PG&E is using the ‘knowledge transfer’ method which has been used by several other American companies in the last couple of years to cut cost, including Disney and Southern California Edison.

PG&E previously announced a restructuring plan to terminate approximately 390 full-time support services jobs and 800 non-employee contractors, while leaving 500 open positions empty, reported the San Francisco Business Chronicle. Laid-off San Francisco IT workers at PG&E were offered 15-day temporary contracts through February 10 to train the H-1B visa holders from TCS.

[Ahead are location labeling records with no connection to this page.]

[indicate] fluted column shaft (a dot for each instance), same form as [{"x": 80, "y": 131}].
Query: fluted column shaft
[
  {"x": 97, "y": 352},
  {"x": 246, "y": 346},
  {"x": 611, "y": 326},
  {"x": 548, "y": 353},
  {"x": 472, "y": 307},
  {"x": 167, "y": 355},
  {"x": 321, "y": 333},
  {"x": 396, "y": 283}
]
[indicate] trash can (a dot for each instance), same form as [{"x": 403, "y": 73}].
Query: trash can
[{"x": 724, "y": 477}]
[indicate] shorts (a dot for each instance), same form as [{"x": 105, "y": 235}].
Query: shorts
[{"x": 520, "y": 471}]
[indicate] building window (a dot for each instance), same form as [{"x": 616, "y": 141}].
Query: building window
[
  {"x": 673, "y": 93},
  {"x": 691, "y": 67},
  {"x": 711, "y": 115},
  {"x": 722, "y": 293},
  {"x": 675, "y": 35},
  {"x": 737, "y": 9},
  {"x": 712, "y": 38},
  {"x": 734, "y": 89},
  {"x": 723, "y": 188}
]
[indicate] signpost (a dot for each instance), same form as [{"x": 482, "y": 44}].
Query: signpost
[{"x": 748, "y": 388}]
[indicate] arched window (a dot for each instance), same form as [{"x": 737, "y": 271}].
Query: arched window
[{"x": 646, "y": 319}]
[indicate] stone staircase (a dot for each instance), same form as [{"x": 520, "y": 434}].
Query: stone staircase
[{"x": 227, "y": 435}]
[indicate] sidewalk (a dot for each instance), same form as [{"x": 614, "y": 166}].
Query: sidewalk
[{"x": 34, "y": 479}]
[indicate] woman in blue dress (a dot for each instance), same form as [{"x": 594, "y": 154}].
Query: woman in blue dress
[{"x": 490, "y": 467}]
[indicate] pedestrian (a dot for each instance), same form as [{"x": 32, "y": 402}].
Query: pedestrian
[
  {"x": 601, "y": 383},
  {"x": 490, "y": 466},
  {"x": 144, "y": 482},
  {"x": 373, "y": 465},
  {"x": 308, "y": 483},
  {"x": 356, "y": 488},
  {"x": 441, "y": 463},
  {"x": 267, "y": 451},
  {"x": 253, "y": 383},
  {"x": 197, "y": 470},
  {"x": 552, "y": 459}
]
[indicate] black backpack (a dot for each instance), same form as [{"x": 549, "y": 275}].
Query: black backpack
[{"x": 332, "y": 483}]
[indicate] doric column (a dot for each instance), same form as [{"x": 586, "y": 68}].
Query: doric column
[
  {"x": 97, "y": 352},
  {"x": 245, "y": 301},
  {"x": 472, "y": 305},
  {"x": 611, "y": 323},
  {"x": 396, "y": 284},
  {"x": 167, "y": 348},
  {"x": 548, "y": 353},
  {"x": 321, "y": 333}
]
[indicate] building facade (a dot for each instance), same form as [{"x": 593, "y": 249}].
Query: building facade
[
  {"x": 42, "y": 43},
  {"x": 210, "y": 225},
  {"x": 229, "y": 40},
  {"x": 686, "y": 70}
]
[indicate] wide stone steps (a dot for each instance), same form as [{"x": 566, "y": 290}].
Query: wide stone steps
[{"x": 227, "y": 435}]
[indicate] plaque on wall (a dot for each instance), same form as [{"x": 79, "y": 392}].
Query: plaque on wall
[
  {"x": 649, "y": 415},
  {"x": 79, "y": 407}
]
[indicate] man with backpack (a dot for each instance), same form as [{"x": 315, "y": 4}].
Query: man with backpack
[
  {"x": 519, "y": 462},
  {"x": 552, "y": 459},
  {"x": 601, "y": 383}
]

When PG&E was contacted by the SFBT about offshoring jobs to Mumbai, company spokesman Brian Hertzog stated: “The focus is really on doing the right thing for our customers and the right thing for the business over the long term. That’s what this is about, and it’s what drove the decision.”

Hertzog added that the replacements are currently in the US on H-1B work visas to learn IT jobs, phase out older applications, and then transfer the tasks to workers in India. Although Hertzog stated that the roles of the terminated employees would have been phased out anyway, he acknowledged that PG&E’s IT group would contract for 100 H-1B Visa holders to do work the company calls more strategically focused and of higher value, reported Breitbart.

Paul Almeida, president of the AFL-CIO’s Department for Professional Employees, told the Chronicle: “It’s knowledge transfer.” He complained, “They’re just transferring the knowledge of the business to these foreign countries through these outsourcing firms.”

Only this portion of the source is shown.